Of the 972 claims reported as closed by U.S. participants, 203 were dropped
by the claimant, and the majority of those not dropped were closed without an
indemnity payment being made. The average defense cost on all closed claims
reported by U.S. participants (excluding those in which no defense costs were
given) was about $0.7 million, down from $0.8 million last year. The comparable
result for Canadian participants was $0.4 million, as was the case in last year’s
survey. Recall that all data for U.S. participants is in U.S. dollars, and in
Canadian dollars for Canadian participants.
In the case of closed claims where third-party indemnity payment was made,
the indemnity paid to the claimant by U.S. survey participants averaged $2.74
million, down 15 percent from our prior survey. This reduction is attributable
to significant increases in the number of participants with smaller asset sizes
and the number of (lower cost) employee claims. We believe the trend in shareholder
claims costs as reported by U.S. participants is more representative: Average
indemnity paid to such claimants in this survey was at an all-time high of $8.67
million, compared with $7.16 million last year and $7.51 million 2 years ago.
A similar trend was reported for claims from employees, which saw the average
indemnity paid climb to $306,000 from $287,000 in the prior survey.

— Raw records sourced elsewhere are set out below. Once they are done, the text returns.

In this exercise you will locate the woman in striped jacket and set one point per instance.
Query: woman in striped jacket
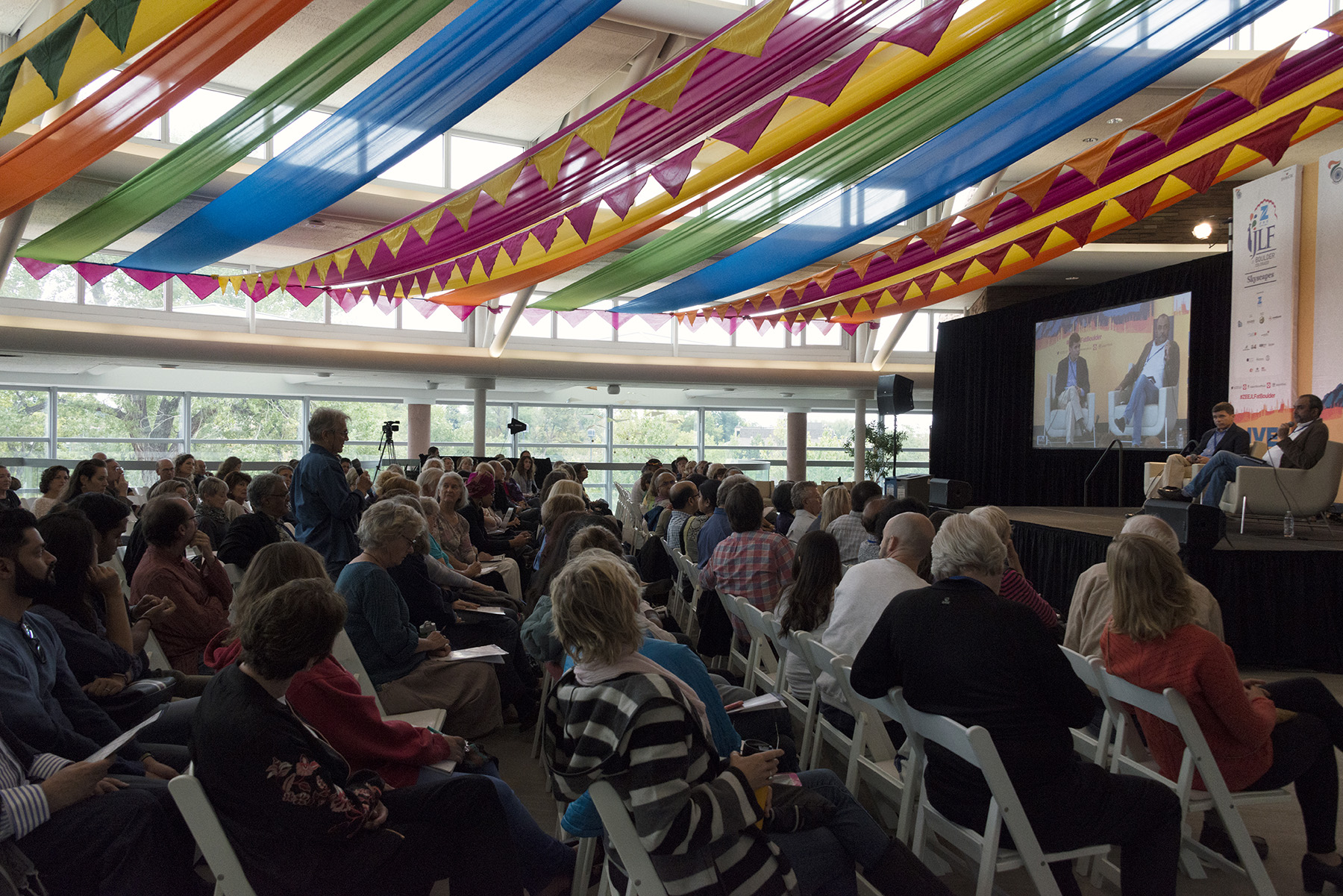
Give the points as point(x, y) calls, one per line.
point(621, 718)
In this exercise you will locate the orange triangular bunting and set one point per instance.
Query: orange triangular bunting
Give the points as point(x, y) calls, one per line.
point(1165, 124)
point(936, 234)
point(1091, 164)
point(980, 213)
point(1033, 188)
point(1249, 80)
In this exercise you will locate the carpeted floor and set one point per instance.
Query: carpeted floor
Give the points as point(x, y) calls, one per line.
point(1280, 824)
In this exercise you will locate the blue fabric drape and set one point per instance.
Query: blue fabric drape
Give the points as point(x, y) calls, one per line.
point(454, 73)
point(1045, 107)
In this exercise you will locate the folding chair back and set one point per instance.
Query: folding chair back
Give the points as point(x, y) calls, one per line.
point(1171, 707)
point(762, 665)
point(345, 654)
point(977, 748)
point(619, 828)
point(822, 730)
point(230, 879)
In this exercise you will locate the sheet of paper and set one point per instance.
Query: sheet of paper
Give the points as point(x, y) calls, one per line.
point(117, 743)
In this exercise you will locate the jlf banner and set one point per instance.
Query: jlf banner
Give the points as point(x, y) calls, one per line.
point(1264, 257)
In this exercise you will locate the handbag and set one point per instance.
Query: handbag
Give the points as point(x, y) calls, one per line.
point(137, 701)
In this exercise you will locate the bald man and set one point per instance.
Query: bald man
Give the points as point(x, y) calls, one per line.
point(861, 598)
point(1091, 606)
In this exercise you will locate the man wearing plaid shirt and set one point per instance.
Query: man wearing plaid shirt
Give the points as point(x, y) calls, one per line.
point(748, 563)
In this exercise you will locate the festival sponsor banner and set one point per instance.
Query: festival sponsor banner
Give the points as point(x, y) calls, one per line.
point(1264, 260)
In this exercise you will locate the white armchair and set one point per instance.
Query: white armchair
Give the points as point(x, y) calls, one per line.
point(1274, 492)
point(1158, 419)
point(1056, 418)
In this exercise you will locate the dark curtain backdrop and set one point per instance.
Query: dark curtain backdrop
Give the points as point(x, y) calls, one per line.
point(983, 391)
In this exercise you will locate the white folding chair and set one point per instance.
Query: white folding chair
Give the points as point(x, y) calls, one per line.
point(348, 657)
point(157, 659)
point(624, 839)
point(230, 879)
point(1171, 708)
point(821, 728)
point(977, 748)
point(762, 665)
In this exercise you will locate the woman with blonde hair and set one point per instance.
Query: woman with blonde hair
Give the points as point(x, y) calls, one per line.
point(834, 504)
point(621, 718)
point(1262, 735)
point(410, 672)
point(1015, 587)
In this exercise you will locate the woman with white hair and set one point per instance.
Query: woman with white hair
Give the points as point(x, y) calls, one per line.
point(410, 672)
point(962, 652)
point(1014, 585)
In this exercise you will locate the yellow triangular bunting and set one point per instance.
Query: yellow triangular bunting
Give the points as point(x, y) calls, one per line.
point(599, 132)
point(500, 184)
point(750, 35)
point(550, 160)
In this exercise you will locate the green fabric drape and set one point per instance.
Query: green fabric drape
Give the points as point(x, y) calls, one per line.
point(304, 84)
point(851, 154)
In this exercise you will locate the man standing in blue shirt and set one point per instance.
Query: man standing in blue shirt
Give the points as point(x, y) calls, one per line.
point(328, 511)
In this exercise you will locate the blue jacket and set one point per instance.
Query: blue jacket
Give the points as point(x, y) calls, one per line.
point(328, 512)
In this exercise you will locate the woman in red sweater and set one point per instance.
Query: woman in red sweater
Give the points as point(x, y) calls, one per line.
point(1262, 735)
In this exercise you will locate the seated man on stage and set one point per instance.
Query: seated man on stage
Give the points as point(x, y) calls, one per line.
point(1225, 436)
point(1156, 367)
point(1072, 383)
point(1300, 445)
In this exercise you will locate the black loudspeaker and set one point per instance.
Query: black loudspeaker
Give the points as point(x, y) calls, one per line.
point(895, 394)
point(1197, 525)
point(948, 493)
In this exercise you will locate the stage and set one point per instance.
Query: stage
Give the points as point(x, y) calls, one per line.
point(1282, 605)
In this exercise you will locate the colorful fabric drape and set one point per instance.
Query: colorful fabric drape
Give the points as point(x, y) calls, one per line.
point(450, 75)
point(175, 67)
point(903, 124)
point(1180, 151)
point(701, 87)
point(1079, 87)
point(50, 63)
point(304, 84)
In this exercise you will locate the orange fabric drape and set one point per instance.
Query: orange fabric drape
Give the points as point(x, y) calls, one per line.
point(179, 65)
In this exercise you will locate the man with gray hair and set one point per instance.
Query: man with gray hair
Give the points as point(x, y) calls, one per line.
point(1091, 606)
point(959, 651)
point(250, 532)
point(325, 507)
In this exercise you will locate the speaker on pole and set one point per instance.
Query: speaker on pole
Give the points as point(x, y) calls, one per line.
point(895, 394)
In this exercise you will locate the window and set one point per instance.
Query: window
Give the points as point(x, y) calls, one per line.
point(425, 166)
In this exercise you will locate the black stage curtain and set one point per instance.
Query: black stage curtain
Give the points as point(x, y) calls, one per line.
point(983, 383)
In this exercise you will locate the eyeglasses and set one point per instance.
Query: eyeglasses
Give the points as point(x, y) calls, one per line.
point(40, 653)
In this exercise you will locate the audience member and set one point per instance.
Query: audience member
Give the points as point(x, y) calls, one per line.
point(861, 598)
point(51, 484)
point(806, 604)
point(617, 709)
point(1094, 602)
point(43, 704)
point(237, 503)
point(1014, 585)
point(849, 530)
point(750, 563)
point(1262, 735)
point(201, 595)
point(806, 510)
point(410, 672)
point(959, 651)
point(298, 817)
point(211, 518)
point(87, 476)
point(324, 504)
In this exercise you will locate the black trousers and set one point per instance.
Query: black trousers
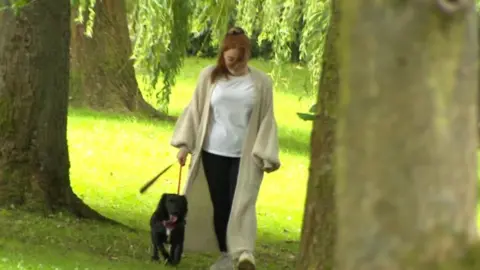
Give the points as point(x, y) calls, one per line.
point(221, 173)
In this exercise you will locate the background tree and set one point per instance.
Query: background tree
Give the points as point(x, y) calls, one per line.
point(406, 133)
point(317, 246)
point(103, 75)
point(34, 72)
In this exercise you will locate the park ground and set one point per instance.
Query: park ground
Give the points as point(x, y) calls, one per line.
point(113, 155)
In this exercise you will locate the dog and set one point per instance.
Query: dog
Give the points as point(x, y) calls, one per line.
point(167, 226)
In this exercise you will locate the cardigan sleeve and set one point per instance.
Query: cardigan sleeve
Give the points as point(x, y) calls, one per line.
point(265, 149)
point(187, 125)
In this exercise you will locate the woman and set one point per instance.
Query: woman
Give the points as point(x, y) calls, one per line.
point(230, 129)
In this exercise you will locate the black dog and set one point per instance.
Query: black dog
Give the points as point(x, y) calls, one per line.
point(167, 225)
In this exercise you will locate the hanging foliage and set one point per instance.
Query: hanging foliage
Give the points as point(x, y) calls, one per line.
point(160, 32)
point(316, 21)
point(160, 29)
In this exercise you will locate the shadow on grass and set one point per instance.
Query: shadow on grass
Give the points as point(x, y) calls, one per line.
point(68, 243)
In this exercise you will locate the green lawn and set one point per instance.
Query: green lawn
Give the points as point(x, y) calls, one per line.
point(112, 157)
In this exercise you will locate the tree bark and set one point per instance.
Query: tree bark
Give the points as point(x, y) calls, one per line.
point(34, 83)
point(103, 76)
point(406, 137)
point(317, 245)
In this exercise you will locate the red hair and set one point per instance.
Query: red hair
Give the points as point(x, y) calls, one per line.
point(235, 39)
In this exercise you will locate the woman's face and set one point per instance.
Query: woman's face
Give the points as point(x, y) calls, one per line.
point(235, 61)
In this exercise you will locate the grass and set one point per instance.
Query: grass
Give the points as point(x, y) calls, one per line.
point(112, 156)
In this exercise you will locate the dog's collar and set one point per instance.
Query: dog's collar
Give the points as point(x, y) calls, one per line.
point(170, 225)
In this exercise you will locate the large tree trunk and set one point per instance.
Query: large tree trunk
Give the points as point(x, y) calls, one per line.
point(103, 76)
point(34, 83)
point(319, 222)
point(406, 156)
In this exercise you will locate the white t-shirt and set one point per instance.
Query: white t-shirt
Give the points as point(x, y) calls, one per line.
point(231, 105)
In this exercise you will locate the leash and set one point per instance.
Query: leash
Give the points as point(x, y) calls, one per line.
point(154, 179)
point(179, 179)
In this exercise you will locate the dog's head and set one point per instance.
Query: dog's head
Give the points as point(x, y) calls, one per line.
point(173, 206)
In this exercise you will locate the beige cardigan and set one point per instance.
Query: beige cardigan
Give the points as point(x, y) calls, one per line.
point(260, 154)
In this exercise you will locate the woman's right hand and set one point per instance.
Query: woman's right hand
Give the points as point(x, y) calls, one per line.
point(182, 156)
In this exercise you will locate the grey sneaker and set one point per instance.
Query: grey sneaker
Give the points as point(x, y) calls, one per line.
point(224, 262)
point(246, 261)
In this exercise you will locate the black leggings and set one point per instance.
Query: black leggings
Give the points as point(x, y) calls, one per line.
point(221, 173)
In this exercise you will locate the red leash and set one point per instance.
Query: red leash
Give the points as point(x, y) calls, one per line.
point(179, 179)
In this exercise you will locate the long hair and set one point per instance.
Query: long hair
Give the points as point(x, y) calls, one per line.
point(234, 39)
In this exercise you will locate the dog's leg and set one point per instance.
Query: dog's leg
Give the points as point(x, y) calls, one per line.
point(164, 252)
point(155, 256)
point(176, 251)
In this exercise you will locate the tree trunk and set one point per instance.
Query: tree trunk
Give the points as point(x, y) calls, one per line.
point(34, 83)
point(406, 161)
point(103, 76)
point(319, 222)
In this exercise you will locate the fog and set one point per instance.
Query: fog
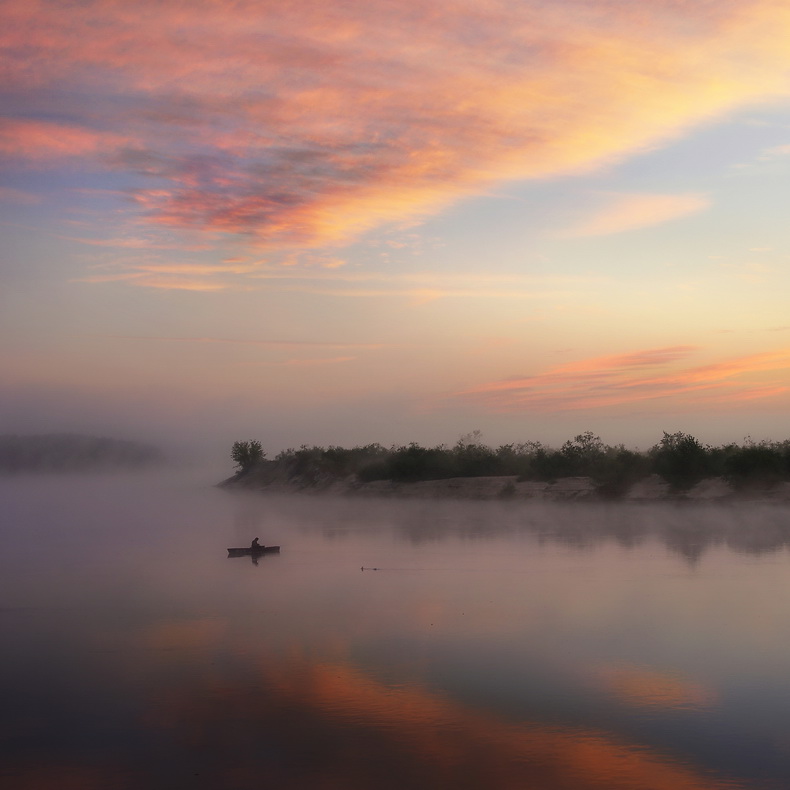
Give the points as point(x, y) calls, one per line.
point(190, 426)
point(497, 643)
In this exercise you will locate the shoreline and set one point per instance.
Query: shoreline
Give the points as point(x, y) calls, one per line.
point(509, 488)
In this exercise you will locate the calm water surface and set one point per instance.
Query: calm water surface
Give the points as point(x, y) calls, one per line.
point(496, 646)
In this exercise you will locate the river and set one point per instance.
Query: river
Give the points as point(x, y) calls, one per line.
point(391, 644)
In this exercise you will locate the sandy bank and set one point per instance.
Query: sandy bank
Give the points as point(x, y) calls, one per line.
point(652, 488)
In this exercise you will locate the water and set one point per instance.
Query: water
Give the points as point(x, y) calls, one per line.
point(496, 646)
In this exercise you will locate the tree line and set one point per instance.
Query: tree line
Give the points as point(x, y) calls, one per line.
point(679, 458)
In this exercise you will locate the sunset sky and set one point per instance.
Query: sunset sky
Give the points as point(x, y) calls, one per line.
point(345, 222)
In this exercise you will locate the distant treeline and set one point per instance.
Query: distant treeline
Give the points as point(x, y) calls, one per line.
point(72, 453)
point(678, 458)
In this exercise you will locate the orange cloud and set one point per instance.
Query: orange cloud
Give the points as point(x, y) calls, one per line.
point(649, 375)
point(39, 140)
point(629, 212)
point(307, 123)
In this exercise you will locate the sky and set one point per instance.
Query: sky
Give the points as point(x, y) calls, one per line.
point(394, 221)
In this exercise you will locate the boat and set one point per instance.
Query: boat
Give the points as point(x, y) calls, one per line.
point(253, 552)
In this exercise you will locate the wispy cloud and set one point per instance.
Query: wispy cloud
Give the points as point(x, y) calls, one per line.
point(639, 377)
point(629, 212)
point(33, 139)
point(309, 124)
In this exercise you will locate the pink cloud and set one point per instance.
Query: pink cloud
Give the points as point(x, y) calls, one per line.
point(308, 123)
point(644, 376)
point(38, 140)
point(630, 212)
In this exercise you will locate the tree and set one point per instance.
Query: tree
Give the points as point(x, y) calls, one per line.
point(247, 454)
point(680, 459)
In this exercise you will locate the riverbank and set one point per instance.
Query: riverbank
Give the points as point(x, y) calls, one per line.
point(652, 488)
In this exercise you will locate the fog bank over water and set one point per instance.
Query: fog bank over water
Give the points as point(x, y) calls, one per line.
point(569, 646)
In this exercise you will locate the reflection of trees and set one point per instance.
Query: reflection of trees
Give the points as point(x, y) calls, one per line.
point(688, 529)
point(301, 723)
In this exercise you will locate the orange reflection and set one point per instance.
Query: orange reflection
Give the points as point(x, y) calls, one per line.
point(354, 731)
point(646, 687)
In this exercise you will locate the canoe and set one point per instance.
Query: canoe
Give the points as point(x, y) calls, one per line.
point(250, 552)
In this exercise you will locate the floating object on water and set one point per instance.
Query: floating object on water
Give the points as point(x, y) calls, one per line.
point(253, 552)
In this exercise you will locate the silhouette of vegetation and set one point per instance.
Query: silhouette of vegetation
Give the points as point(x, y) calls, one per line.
point(72, 453)
point(679, 458)
point(247, 454)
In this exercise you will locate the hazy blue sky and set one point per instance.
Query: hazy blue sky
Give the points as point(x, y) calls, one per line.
point(394, 220)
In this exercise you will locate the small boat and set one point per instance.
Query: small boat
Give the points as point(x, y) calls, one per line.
point(253, 552)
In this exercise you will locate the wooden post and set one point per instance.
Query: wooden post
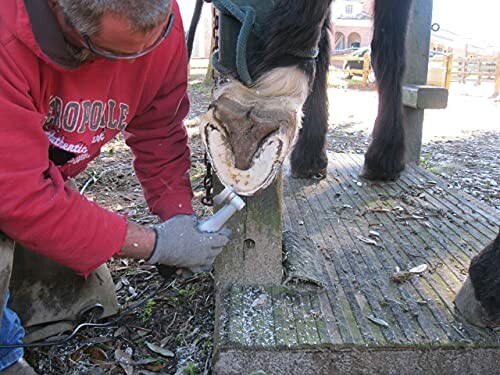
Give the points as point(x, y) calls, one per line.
point(480, 64)
point(254, 254)
point(417, 63)
point(366, 68)
point(6, 261)
point(449, 71)
point(497, 77)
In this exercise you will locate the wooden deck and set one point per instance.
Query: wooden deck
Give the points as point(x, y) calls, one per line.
point(350, 304)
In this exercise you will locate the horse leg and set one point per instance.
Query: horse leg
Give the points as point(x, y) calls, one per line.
point(309, 158)
point(384, 159)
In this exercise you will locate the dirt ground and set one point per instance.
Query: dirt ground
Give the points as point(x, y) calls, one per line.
point(172, 332)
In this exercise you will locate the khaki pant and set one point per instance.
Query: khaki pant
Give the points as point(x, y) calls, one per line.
point(47, 297)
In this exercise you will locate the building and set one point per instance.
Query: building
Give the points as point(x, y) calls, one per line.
point(352, 23)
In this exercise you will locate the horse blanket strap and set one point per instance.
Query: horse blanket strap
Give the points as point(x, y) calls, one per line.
point(251, 17)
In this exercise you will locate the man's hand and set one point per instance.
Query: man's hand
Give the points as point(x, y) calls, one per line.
point(179, 243)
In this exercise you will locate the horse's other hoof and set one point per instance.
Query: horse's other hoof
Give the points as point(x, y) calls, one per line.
point(314, 175)
point(380, 175)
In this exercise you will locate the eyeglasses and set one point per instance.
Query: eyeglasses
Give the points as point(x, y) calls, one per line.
point(129, 56)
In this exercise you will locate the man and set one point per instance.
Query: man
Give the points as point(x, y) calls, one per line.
point(73, 74)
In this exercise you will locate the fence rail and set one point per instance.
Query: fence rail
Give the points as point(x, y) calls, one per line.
point(442, 69)
point(337, 63)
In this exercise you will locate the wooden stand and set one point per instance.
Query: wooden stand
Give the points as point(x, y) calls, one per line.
point(254, 255)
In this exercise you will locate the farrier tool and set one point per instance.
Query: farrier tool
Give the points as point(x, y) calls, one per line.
point(233, 203)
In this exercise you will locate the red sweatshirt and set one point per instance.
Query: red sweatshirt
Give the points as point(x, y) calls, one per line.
point(56, 114)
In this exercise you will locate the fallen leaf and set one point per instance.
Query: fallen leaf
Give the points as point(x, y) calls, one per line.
point(125, 361)
point(378, 321)
point(155, 367)
point(260, 302)
point(401, 276)
point(96, 353)
point(159, 350)
point(368, 241)
point(418, 269)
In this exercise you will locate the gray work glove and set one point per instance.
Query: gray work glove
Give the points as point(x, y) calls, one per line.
point(179, 243)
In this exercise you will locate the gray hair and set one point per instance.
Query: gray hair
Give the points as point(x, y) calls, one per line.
point(85, 15)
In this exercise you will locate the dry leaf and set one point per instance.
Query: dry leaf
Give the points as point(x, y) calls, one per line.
point(418, 269)
point(96, 353)
point(378, 321)
point(260, 302)
point(368, 241)
point(155, 367)
point(401, 276)
point(125, 361)
point(159, 350)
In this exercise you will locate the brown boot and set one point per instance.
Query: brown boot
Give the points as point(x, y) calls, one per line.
point(21, 367)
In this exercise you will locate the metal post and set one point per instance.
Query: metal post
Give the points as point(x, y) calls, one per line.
point(449, 70)
point(417, 61)
point(497, 77)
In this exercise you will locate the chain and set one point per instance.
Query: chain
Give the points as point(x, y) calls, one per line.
point(208, 180)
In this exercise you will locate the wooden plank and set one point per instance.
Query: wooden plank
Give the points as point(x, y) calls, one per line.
point(401, 251)
point(253, 255)
point(285, 330)
point(425, 97)
point(341, 309)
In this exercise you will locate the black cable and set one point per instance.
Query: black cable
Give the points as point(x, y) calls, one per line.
point(82, 325)
point(193, 26)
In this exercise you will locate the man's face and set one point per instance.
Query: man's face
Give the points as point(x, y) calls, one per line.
point(115, 39)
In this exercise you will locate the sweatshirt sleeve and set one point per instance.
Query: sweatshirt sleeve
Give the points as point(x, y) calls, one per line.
point(159, 142)
point(36, 208)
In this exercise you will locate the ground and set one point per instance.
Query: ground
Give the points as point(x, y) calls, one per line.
point(172, 332)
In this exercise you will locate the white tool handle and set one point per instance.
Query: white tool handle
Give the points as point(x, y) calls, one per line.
point(217, 221)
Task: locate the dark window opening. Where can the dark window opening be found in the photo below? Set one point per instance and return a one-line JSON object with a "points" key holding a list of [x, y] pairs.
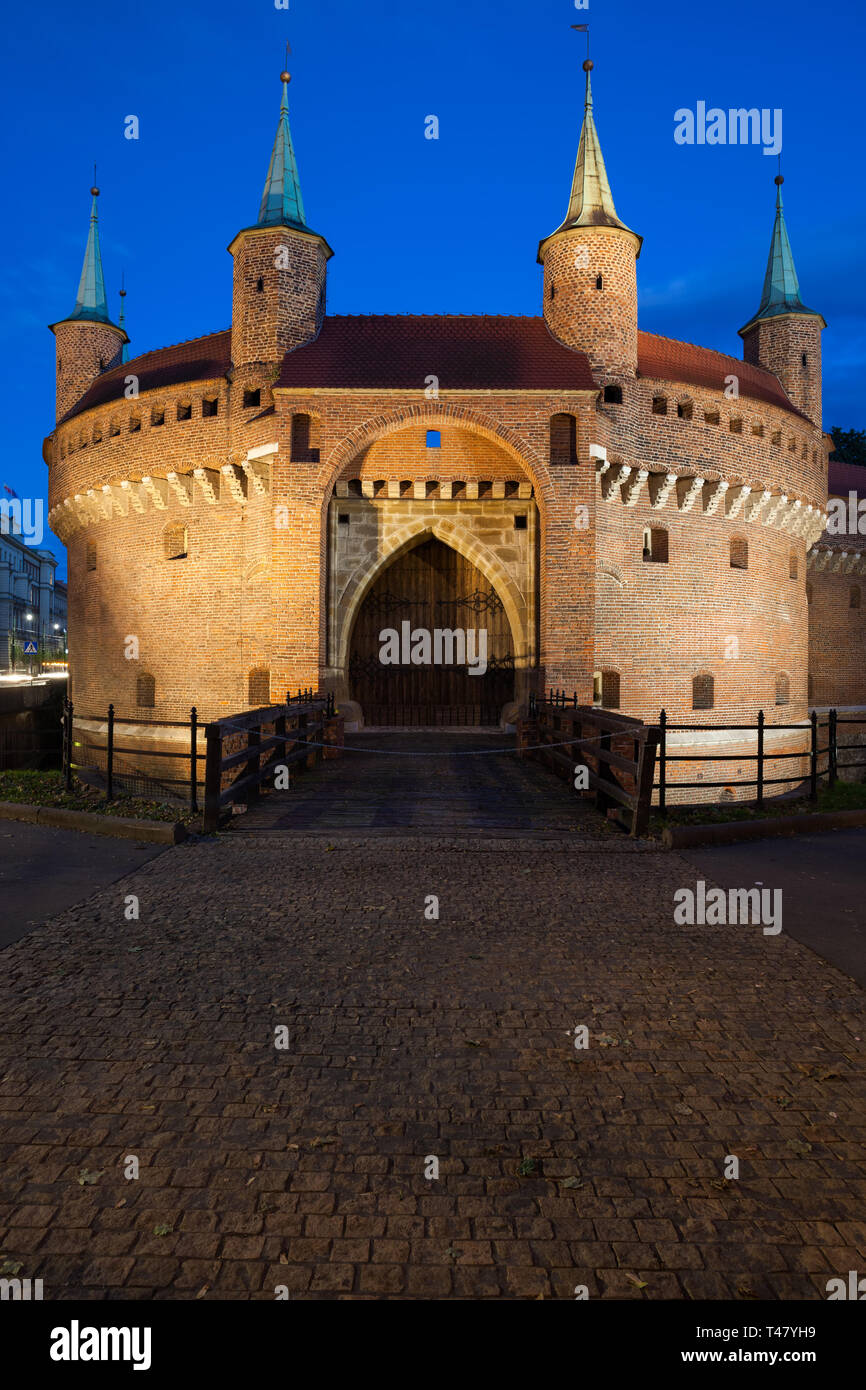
{"points": [[259, 687], [145, 691], [610, 690], [563, 439], [655, 545], [740, 553], [174, 542], [704, 691], [303, 449]]}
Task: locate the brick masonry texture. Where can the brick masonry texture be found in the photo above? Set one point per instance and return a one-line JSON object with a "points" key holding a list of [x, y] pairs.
{"points": [[259, 591], [407, 1039]]}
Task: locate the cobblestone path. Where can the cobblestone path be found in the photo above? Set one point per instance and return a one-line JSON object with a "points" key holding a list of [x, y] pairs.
{"points": [[413, 1039]]}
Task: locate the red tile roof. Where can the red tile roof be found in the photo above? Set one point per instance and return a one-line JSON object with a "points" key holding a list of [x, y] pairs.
{"points": [[847, 477], [200, 359], [466, 352], [672, 360]]}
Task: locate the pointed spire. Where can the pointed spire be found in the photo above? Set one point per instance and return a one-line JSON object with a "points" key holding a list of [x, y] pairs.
{"points": [[121, 320], [281, 202], [591, 203], [780, 284], [91, 302]]}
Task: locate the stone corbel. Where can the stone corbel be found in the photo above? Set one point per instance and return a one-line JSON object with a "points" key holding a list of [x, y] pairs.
{"points": [[237, 483], [660, 487], [791, 517], [157, 491], [687, 492], [613, 480], [117, 499], [634, 487], [781, 501], [209, 481], [755, 505], [736, 501], [134, 492], [713, 496], [181, 487]]}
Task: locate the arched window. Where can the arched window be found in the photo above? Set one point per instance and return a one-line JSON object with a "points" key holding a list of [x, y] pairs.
{"points": [[563, 438], [704, 691], [174, 542], [655, 545], [259, 687], [145, 691], [303, 439], [610, 690], [740, 552]]}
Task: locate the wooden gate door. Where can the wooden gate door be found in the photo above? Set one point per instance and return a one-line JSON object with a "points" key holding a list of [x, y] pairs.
{"points": [[431, 587]]}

The average nonzero indemnity payment among Canadian survey participants
was about $0.7 million. This is down from about $0.9 million in last year’s
survey but still more than double the comparable result from our 1991 Canadian
survey.
Note that these amounts for indemnity paid to claimants and defense costs
have not been trended or adjusted to current economic conditions. Our average
(as reported) closed claim indemnity payment of $2.74 million for 1999 survey
respondents, adjusted for trends and closed claim bias, translates into an expected
future loss of more than $10 million for claims made in 1999, especially if
we add defense costs to these nonzero indemnities.